Everyone remembers where they were, if they were, when John Kennedy was killed. I also remember where I was when I learned Robert Kennedy was dead in California (in the army, stationed in Korea, standing outside the Camp Casey PX; hearing it from a young soldier who stopped me as I entered and asked if I'd heard.)
There are many many theories about the assassination of John F. Kennedy and I've always assumed you and I will never know in this life the who or why. In reading the excerpt from Talbot's book I realized more clearly what might have been possible had Robert Kennedy become President, what might have been uncovered if he'd been able to launch an investigation as President of the United States. The excerpt indicated Robert Kennedy thought it was a rogue anti-Castro group inside the CIA working with the mafia, although he'd assumed he himself would have been the more likely target.
Jack Ruby, who shot Oswald, was evidently an enforcer for Sam Giancana and had received money at various times from Jimmy Hoffa, the union boss and mafia ally Robert Kennedy was after in his role as Attorney General. The CIA had enlisted the help of Giancana during this period in its various attempts to kill Castro, all this while the FBI, which reported to the Attorney General, was headed by J. Edgar Hoover who believed the mafia didn't exist.
My model of the universe doesn't include an idea that you can really “know” the “truth” about anything: the reasons for, the relevant chain of events that resulted in whatever it is you're trying to understand, this being particularly true when your information comes third hand through the press. This applies to matters large and small. Big time power plays with its gloves off, plays at times, from what little I see in my myopic condition, with unimaginable passion and viciousness. The national political scene the Kennedys entered was evidently a zoo without cages: tooth and claw, ego and greed, sugar coated (God, flag and country) to make it palatable.

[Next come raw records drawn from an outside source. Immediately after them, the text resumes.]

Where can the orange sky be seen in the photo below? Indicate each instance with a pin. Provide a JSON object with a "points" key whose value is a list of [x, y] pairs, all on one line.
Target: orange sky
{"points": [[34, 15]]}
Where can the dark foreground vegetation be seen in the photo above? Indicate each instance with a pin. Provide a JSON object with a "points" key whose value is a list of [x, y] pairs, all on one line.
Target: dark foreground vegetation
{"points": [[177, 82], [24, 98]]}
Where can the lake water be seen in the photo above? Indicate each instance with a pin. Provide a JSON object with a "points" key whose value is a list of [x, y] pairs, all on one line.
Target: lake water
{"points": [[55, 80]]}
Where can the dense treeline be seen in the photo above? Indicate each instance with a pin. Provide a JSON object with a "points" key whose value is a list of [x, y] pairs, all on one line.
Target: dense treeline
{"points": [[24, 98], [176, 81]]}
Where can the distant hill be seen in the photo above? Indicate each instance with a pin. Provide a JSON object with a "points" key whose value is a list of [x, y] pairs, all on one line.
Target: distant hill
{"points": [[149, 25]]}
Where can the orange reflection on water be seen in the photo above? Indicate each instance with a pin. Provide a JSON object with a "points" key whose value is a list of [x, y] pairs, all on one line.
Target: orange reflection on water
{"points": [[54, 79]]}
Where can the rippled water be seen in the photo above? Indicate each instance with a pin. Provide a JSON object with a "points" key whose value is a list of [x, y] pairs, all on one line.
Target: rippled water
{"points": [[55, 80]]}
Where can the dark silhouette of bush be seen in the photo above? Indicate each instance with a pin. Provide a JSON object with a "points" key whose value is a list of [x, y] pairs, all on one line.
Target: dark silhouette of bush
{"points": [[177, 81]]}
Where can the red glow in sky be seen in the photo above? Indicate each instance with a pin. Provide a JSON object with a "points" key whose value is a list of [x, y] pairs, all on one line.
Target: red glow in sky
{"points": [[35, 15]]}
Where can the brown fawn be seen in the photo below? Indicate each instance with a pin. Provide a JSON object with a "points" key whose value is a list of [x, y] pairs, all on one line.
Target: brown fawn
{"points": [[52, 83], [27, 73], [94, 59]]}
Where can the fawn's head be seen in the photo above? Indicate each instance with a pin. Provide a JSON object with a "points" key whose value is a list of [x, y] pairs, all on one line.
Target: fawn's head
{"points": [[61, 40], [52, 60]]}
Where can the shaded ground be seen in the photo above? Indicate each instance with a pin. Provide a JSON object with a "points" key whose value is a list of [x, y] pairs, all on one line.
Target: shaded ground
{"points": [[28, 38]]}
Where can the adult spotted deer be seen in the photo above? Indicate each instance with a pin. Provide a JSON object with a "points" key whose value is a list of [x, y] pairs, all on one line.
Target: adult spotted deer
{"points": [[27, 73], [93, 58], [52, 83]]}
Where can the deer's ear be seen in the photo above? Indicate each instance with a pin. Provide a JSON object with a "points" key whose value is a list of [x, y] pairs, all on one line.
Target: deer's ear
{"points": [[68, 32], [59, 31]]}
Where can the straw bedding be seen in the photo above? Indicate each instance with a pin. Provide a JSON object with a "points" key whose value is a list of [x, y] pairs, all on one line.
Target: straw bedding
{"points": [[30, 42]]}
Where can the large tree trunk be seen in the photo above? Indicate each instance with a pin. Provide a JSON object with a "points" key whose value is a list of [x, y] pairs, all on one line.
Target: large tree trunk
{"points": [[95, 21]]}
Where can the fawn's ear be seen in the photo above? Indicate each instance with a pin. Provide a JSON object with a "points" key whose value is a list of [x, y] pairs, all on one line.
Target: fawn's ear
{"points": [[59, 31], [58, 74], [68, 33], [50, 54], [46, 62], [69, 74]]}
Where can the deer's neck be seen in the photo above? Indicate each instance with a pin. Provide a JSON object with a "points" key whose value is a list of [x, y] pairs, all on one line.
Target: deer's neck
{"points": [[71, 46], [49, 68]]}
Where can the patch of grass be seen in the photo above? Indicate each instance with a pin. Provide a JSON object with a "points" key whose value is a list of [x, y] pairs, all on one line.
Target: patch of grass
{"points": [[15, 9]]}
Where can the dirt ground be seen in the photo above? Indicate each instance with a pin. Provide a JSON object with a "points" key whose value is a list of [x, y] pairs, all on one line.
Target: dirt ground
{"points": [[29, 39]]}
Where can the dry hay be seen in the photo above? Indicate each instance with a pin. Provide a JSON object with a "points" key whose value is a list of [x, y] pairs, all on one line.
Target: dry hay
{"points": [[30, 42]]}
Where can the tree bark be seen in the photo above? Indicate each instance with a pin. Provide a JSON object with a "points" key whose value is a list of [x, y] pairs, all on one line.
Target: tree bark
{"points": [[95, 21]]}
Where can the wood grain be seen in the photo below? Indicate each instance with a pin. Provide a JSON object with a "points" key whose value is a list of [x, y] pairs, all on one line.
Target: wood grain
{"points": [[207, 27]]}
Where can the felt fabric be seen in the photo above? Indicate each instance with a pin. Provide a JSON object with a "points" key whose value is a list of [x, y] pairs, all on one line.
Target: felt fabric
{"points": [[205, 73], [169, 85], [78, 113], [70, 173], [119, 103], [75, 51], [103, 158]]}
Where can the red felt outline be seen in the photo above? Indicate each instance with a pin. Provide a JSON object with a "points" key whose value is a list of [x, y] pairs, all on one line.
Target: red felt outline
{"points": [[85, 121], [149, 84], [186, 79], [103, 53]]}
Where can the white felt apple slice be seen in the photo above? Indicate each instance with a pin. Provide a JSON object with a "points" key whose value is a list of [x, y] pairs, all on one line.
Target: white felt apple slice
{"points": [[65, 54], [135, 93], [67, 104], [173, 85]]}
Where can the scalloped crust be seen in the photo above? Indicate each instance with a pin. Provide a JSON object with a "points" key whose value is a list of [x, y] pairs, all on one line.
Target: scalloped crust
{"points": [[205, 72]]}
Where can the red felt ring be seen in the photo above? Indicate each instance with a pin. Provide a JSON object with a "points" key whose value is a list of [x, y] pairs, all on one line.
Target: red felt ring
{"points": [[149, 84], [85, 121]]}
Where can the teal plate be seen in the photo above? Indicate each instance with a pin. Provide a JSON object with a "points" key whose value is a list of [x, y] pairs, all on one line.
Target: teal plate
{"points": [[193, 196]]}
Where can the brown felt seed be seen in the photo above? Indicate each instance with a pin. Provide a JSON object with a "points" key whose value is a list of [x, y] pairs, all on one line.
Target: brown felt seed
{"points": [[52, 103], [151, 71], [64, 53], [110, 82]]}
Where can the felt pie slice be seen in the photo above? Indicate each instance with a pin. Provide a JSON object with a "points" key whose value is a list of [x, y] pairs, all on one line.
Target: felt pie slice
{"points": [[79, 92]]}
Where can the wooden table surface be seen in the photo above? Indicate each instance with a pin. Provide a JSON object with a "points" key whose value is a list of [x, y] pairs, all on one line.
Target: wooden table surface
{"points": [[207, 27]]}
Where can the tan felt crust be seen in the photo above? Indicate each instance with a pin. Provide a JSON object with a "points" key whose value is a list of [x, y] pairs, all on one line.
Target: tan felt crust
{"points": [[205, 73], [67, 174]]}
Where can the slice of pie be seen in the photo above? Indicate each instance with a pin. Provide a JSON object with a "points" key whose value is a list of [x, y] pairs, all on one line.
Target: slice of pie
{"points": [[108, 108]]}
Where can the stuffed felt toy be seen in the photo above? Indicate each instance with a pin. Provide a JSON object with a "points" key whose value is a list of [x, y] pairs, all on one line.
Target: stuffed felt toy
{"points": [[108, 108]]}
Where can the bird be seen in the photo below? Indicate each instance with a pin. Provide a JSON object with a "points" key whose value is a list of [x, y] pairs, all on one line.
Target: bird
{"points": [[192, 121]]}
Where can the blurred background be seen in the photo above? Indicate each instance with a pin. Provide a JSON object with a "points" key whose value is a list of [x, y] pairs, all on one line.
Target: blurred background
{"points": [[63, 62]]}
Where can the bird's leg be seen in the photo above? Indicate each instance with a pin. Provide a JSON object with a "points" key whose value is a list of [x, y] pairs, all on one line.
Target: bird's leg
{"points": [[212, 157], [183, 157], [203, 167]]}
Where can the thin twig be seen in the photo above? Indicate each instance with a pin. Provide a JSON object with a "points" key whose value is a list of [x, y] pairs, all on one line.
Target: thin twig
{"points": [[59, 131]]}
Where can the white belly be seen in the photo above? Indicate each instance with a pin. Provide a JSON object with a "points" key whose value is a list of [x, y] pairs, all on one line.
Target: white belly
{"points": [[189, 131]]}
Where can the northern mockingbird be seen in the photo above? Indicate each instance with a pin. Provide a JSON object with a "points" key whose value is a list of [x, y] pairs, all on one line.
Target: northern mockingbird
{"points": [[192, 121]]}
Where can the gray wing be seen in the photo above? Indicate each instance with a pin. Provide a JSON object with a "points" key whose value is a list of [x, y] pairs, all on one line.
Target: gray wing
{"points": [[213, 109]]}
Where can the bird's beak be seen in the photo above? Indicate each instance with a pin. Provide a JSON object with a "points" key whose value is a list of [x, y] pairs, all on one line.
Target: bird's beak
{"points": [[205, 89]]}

Believing you “can't really know” a thing doesn't mean you don't try. (I repeat this to myself, to myself, to myself.) The more you hear “this information is privileged” or “we need to keep this from the people to protect the national interest” you know you're in trouble. The “national interest” is too often partisan interest, personal interest, a cover for whatever criminal or embarrassing item you're trying to take out of the cookie jar.
The thing that gives me heart is yes, things are bad, but they've always been bad. I was in high school when Kennedy was elected. Did I see in him the end all and be all of all things President? I bought into his support for South Vietnam and his initial deployment of forces to support their government, but then I went to college and took Political Science courses that examined recent Vietnamese history and realized (most keenly, I must admit, when the draft board called) Vietnam wasn't as advertised. The publication of the Pentagon Papers was similarly instructive.
So, later in life, sitting here pontificating, I tell myself I see a dim, but somewhat clearer picture of the national stage in the Land of the Free and the Home of the Brave and, although I'm happy to think it less corrupt than most alternatives, it's still a pretty brutal playing field. The Kennedys believed John F. Kennedy was killed by powerful groups within the United States: elements of anti-Castro Cubans in Miami allied with the mafia and groups within the CIA. True or not, you have to give pause when you hear the Kennedy family held that belief (or, at least, from reading the beginning of Talbot's book, that's what I'm hearing him say). You have to seriously entertain the idea it's true and, for whatever reason, no one in power has ever been willing to really examine the question. Puts Karl Rove and his “you're a traitor if you don't fall in line” political operations in perspective. A “Swift Boat” blitz of John Kerry still falls short of having him killed.
You still sure you want to read this book?
I'll know pretty quick. It's sitting on my bed next to the book case filled with other books like it I've cracked for a couple of chapters and then put aside. Some things never change, I guess.